To counter dwindling reservoir pressures and maintain production at economic levels, many wells will eventually have to go on some form of artificial lift. And while downhole pumps such as sucker rod pumps and electrical submersible pumps (ESPs) have been widely used to successfully bring oil to surface from low-pressure wells, they share a common challenge in the form of produced gas. High gas volumes entrained in the fluid prevent the use of conventional pumping equipment and require a solution to handle or avoid free gas entrained in the fluid from being produced.

As liquid rates fall and gas production rises in a well (a process that may take only a few months to a few years), these pumps reach a limit on reliable operation. In horizontal wells, for example, the accumulation of gas and water in the low spots of the lateral predispose the well to slug-like production cycles characterized by an alternating flow of gas and liquid. Gas slugs can cause erratic liquid loading, which may cause the pump to cycle on and off. Under such conditions, gas separators and tapered pumps, which are typically used to prevent gas locking, are rendered ineffective.

The industry has deployed several pumping methods to avoid gas ingress, including positioning the pump below the perforations (in the rathole) to take advantage of the natural separation there. Tangent sumps also have proven effective at avoiding gas, particularly in extended-reach drilling applications. However, these solutions are often expensive to build and complex to construct and may prove ineffective in marginal wells with flow rates below 100 bbl/d of fluid.

Artificial sump solution

A new pumping solution has recently been developed that provides simple and low-cost gas management for marginal production wells. Known as an artificial sump configuration, the system features a high-performance, low-flow stage ESP (which can reliably produce wells at rates as low as 50 bbl/d of fluid) in tandem with a system designed to avoid gas without the requirement of drilling a fixed sump. The artificial sump provides the gas-managing benefits of a wellbore sump without the added drilling/completion cost.

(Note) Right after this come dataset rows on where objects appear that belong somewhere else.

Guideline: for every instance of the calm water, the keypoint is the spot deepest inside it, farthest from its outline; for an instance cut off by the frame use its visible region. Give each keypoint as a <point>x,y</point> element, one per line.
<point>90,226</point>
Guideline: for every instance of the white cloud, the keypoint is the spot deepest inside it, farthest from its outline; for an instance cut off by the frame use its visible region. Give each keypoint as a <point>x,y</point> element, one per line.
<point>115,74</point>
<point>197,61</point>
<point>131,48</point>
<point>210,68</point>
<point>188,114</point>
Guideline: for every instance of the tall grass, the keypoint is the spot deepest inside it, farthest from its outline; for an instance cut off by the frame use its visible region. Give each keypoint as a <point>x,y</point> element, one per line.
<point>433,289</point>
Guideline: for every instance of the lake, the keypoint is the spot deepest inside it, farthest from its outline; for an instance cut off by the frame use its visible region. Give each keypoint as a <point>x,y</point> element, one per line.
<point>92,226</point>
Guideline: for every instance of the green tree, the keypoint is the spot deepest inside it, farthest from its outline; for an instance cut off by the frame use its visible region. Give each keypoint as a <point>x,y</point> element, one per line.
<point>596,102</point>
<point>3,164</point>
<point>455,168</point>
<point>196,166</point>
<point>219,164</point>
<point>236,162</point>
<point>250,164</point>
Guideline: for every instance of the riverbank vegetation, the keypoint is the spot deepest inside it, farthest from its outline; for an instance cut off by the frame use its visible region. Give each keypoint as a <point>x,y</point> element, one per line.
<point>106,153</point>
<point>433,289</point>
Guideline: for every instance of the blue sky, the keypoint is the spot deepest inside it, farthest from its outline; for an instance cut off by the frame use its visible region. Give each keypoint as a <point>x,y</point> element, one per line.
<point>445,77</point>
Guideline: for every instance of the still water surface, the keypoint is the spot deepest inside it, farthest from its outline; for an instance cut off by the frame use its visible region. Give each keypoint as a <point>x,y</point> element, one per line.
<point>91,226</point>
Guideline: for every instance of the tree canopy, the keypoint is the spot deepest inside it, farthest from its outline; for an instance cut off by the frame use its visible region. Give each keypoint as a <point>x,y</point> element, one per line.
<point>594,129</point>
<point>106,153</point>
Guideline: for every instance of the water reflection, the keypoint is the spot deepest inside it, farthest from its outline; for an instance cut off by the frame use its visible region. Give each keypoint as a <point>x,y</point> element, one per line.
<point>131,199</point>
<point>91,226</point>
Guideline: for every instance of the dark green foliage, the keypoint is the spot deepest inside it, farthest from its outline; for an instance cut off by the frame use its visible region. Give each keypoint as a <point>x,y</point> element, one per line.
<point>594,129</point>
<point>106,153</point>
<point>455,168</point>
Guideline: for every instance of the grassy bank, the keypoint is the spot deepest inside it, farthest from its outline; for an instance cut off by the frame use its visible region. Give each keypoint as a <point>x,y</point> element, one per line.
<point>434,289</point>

The artificial sump pumping system is a self-contained pumping unit designed to ensure reliable operation in high gas conditions consistent with unconventional low-flow applications. The system components are configured to provide adequate flow to cool the motor while achieving the desired production levels. Systems set below the perforations do not have enough fluid flow past the motor to prevent excessive heat buildup during operation and require forced fluid flow to prevent overheating. The recirculation system is designed to provide forced cooling liquid to the motor. It uses a tapered pump system, in which a portion of the output from the lowest pump is redirected into a conduit that transports the cooling liquid and then exits below the motor.

Because it is required to move more liquid volume, the recirculation pump must have a higher flow rate than the lift pump. Ample stages must be included in the recirculation pump to produce sufficient pressure at its discharge so as to overcome the frictional drag that occurs inside the recirculation conduit.

The artificial sump system also enhances capillary deployment of chemical treatments into the ESP system, keeping the system protected from negative effects of scale, paraffin or asphaltenes. Regardless of whether the capillary tube is terminated above the pump or below the motor, a portion of the injected chemicals is carried below the motor along with the recirculation fluid to provide continuous chemical treatment for the motor.

Bringing oil wells back online

An operator in Oklahoma faced gas-ingress challenges with a conventional ESP system installed in several low-flow oil wells. These wells used ESPs from the outset of production, but within nine to 12 months rising gas levels in the produced fluid stream began to cause frequent gas locking in the pumps, leading to overheating and shutdowns. The pumps eventually failed, requiring them to be pulled out of hole and leading to a complete loss of production from the wells.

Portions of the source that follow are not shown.